GILLINGHAM boss Steve Evans has taken aim at the Football League ahead of facing a very different Wanderers side. 

The Whites’ trip to the Priestfield Stadium tomorrow will be the first of a new era for the club after the Football Ventures consortium completed their protracted takeover on Wednesday night.

With first Phil Parkinson and then caretaker boss Jimmy Phillips being forced to largely rely on the youth team to get through the opening weeks of the season, Wanderers will now be able to sign players in the run-up the game in Kent.

The transfer window closes on Monday, with free agents, likely to be the main focus of Bolton’s attentions, able to be signed at any point.

Evans, a former Wanderers youth-team player, is pleased to see the club back on its feet after months of uncertainty about its long-term future but is the latest manager to call the integrity of League One into question.

Not only have the battling junior Whites shipped five goals against both Tranmere and Ipswich having started the campaign on minus 12 points, another deduction seems likely after failing to fulfil fixtures against Brentford and Doncaster.

Near neighbours Bury were expelled from the league on Tuesday night having failed to satisfy the EFL of their financial future, leaving the third tier with 23 teams for the remainder of the season. “It’s not right in whatever shape or form,” Evans told Kent Online.

“It shouldn’t have got to this stage and the EFL have a lot to answer for.

“They can hide behind the corridors but it should never have come to this.

“Six or seven managers have gone on record saying ‘where is the integrity of League One?’ and I haven’t seen the Football League challenge those managers, which probably tells you those managers would win the case because there is an integrity issue isn’t there?

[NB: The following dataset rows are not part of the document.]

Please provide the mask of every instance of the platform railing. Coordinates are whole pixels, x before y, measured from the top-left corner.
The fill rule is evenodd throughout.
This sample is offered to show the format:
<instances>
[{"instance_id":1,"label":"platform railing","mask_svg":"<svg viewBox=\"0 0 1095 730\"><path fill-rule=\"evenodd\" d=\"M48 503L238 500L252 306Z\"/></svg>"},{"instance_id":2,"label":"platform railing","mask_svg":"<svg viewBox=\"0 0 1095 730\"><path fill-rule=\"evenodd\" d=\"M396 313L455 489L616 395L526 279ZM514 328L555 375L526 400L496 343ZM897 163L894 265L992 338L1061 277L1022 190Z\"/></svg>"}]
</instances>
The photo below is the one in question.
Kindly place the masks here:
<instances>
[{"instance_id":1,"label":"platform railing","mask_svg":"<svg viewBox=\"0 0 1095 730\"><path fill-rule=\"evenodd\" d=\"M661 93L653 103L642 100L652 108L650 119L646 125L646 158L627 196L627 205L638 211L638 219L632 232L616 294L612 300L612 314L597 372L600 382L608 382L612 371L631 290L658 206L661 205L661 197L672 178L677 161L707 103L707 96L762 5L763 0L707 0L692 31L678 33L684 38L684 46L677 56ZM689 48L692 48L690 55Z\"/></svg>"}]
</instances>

“It’s a travesty that we are in 2019 and getting into these circumstances, but (Lincoln manager) Danny Cowley is one million per cent right (after expressing his frustration and annoyance of the EFL’s handling of the situation).

“The league has been undermined.

“If you have played Bolton in the first five games, it is not who we will probably face and going forward they will get stronger.”

Evans is readying his troops for a strong Wanderers side this weekend, believing the club has the pulling power to bring in good players, even at this stage of the season.

“They have a great catchment area and will be able to pull from a pool of players who would be keen to go to Bolton,” said the 56-year-old former Rotherham, Leeds and Peterborough boss.

“They have a beautiful stadium, with 12-14,000 fans and they will get a boost by the takeover going through.

“(Ipswich manager) Paul Lambert could have prepared for the under-18s but we can’t do that.

“It’s not a level playing field but we can’t moan about it, we can’t use it as an excuse, because you could have a full-strength Bolton from last year coming here.

“I played them last pre-season at Posh and they were very strong.”

In amongst all this are mixed emotions for Evans, who has a connection with Bolton dating back to his youth.

He was 15 when he was spotted by Whites scouts up in his native Glasgow, moving south of the border to join the club after leaving school. Evans failed to make a senior appearance for Wanderers, however, and was let go in 1979, heading back to Scotland to join Clyde before going on to play for Albion Rovers and St Johnstone among others.

“They are close to my heart,” Evans said.

“I started there as a kid but got let go and it broke my heart, but you still have a big affinity.

“Ian Greaves was the manager, he drove up to Glasgow and convinced me and my parents to go down there as a young 15-year-old but he is not in this world now.

“He was a great man and there are great people around that club.”

The Gills are 19th in the early table after two draws and two defeats.